Perhaps the most dynamic of Led Zeppelin's "light and shade" songs, "Over the Hills and Far Away" appeared on the band's fifth album, Houses of the Holy. Like the other songs off that album, this was a further progression away from the band's original heavy blues into a more diverse and arrangement-rich brand of hard rock. Although released as a single on May 24, 1973, in the United States, it only peaked at number 51. It didn't matter: Zeppelin broke the Beatles' concert attendance record that same month in Tampa and continued to sell millions of records, and influence future musicians, without the aid of hit singles.

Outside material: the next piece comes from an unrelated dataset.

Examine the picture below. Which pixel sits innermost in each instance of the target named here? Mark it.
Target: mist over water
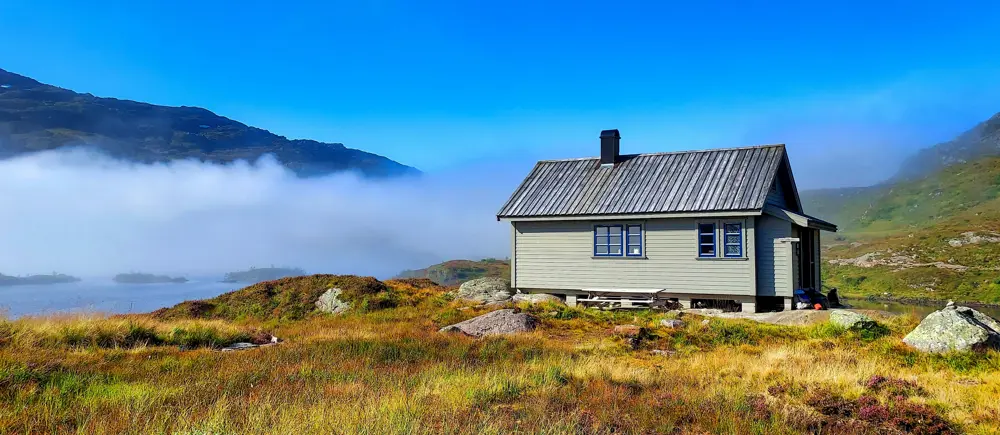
(85, 214)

The acoustic introduction is a variation of Jimmy Page's own "White Summer," which was itself a complete lift of Davey Graham's "She Moved Thro' the Fair." Like most Page riffs, this one is instantly memorable as it seamlessly flows from its more pastoral beginning into the crunchy and beguiling main theme. Robert Plant's vocals were still impossibly high at this point, but this would fade quickly as Plant's voice permanently lowered in late 1972. The lyrics aren't exactly poetry but are clever in their own coyly aphoristic way. They outline a typical theme for the band: an epic quest. While ostensibly a search for elusive freedom or knowledge, it turns out Plant is just as content this time merely finding a girl and having "...a pocketful full of (Acapulco) gold..." As usual, John Paul Jones and John Bonham provide a flawless rhythmic backing for the piece.
The song was previewed live during the band's eighth American tour in the summer of 1972 in a version very similar to the album one. By the next year's concerts, the solo had lengthened, but Plant couldn't hit the high notes anymore. An almost spoken vocal arrangement became the singer's norm for "Over the Hills" from this point forward.
Less plodding and bombastic than similar hard-folk amalgams by groups such as Jethro Tull, "Over the Hills and Far Away" has an eye for detail (check out Jones' nifty harpsichord outro) and a ton of finesse, elements that Led Zeppelin's followers seemingly couldn't grasp, despite their much ballyhooed lip service to the band.